Celebrating our Summer of Music and 1977 Edward MacDowell Medalist Virgil Thomson

Composer Virgil Thomson gets a standing ovation from the Edward MacDowell Medal Day crowd in 1977.

"I've never known a musician who regretted being one. Music itself is not going to let you down." – Virgil Thomson

This quote was taken from Thomson's 1977 acceptance speech during the MacDowell Medal Day ceremony.

In honor of this year’s Edward MacDowell Medal in Composition and our Summer of Music we celebrate Virgil Thomson, a MacDowell Fellow in 1963 and 1966 as well as the Medal recipient in 1977.

Thomson was a many-faceted American composer of great originality and a music critic of singular brilliance. With a musical style marked by sharp wit and overt playfulness, he composed in almost every genre of music, producing a highly original body of work rooted in American speech rhythms and hymnbook harmony. He was imbued with a strong sense of being rooted in heartland America and its Protestant traditions.

In 1919, he enrolled as a student at Harvard and in 1921 he traveled to Paris to study organ and counterpoint with Nadia Boulanger. There he met Jean Cocteau, Gertrude Stein, Igor Stravinsky and Erik Satie, among many others. Returning to Harvard in 1922, he graduated in 1923.

For the next few years he traveled between New York and Boston, where he served as organist for the King’s Chapel, and he began to contribute serious music journalism to publications like H. L. Mencken’s The American Mercury and Vanity Fair.

In 1927 he journeyed to Spain to collaborate with Gertrude Stein on their opera, Four Saints in Three Acts, which they completed in 1928.

Four Saints in Three Acts

The opera received its premiere in Hartford in 1934 with an all-Black cast in an stunning production with choreography by Frederick Ashton. During the 1930’s and beyond, he also produced ballet scores, film scores, and musical portraits, a genre in which he created more than 140 works.
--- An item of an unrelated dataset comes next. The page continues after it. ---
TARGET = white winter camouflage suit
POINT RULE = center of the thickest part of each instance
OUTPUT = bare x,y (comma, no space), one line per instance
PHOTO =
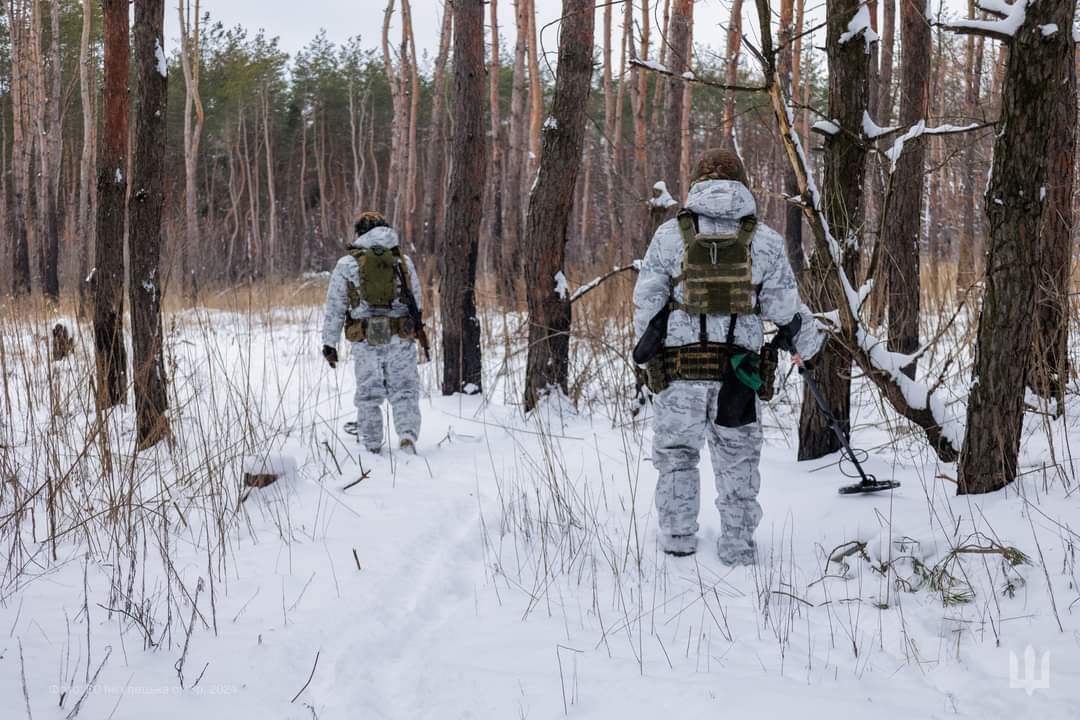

Thomson was the first composer to write the portrait in the subject’s presence, as a painter would do, and indeed as Gertrude Stein had produced her literary portraits. Revised later very seldom, a portrait was a spontaneous, intuitive act for Thomson.

Returning to New York in 1940, he settled into his final home, the Chelsea Hotel, and accepted a job as chief music critic for the New York Herald Tribune, a position he held until 1951. His second opera with Stein, The Mother of Us All, based on the life of suffragette Susan B. Anthony, premiered in 1947. Much later, the critic Andrew Porter would write in the pages of The New Yorker that he considered The Mother of Us All one of the greatest American operas.

The Mother of Us All

This past February, on the eve of Susan B. Anthony’s 200th birthday, The Met presented The Mother of Us All in collaboration with The Juilliard School and the New York Philharmonic, led by some of today's most dynamic and pioneering young artists working in opera.

In 1948 Thomson created the score for the Robert Flaherty documentary Louisiana Story, which won the Pulitzer Prize in music that year. After his resignation from the Tribune he devoted himself to a third opera, Lord Byron, to writing his autobiography in 1966 and his book American Music Since 1910 in 1971. Until the end of his life, he continued to compose, travel widely, lecture at universities, publish articles, and conduct.

Colony Fellows (from left) Hortense Powdermaker, Louise Talma, Virgil Thomson, Warren Benson, and Hyde Solomon at dinner in 1963. Thomson was in residence in both 1963 and 1966. He may have written some of his autobiography during that first residency

Thomson shows off the Edward MacDowell Medal.

In addition to the Edward MacDowell Medal and the Pulitzer Prize, his many honors and awards include a Brandeis Award, the American Academy of Arts and Letters Gold Medal, the National Book Critic's Circle Award, the Kennedy Center Honors, and 20 honorary doctorates.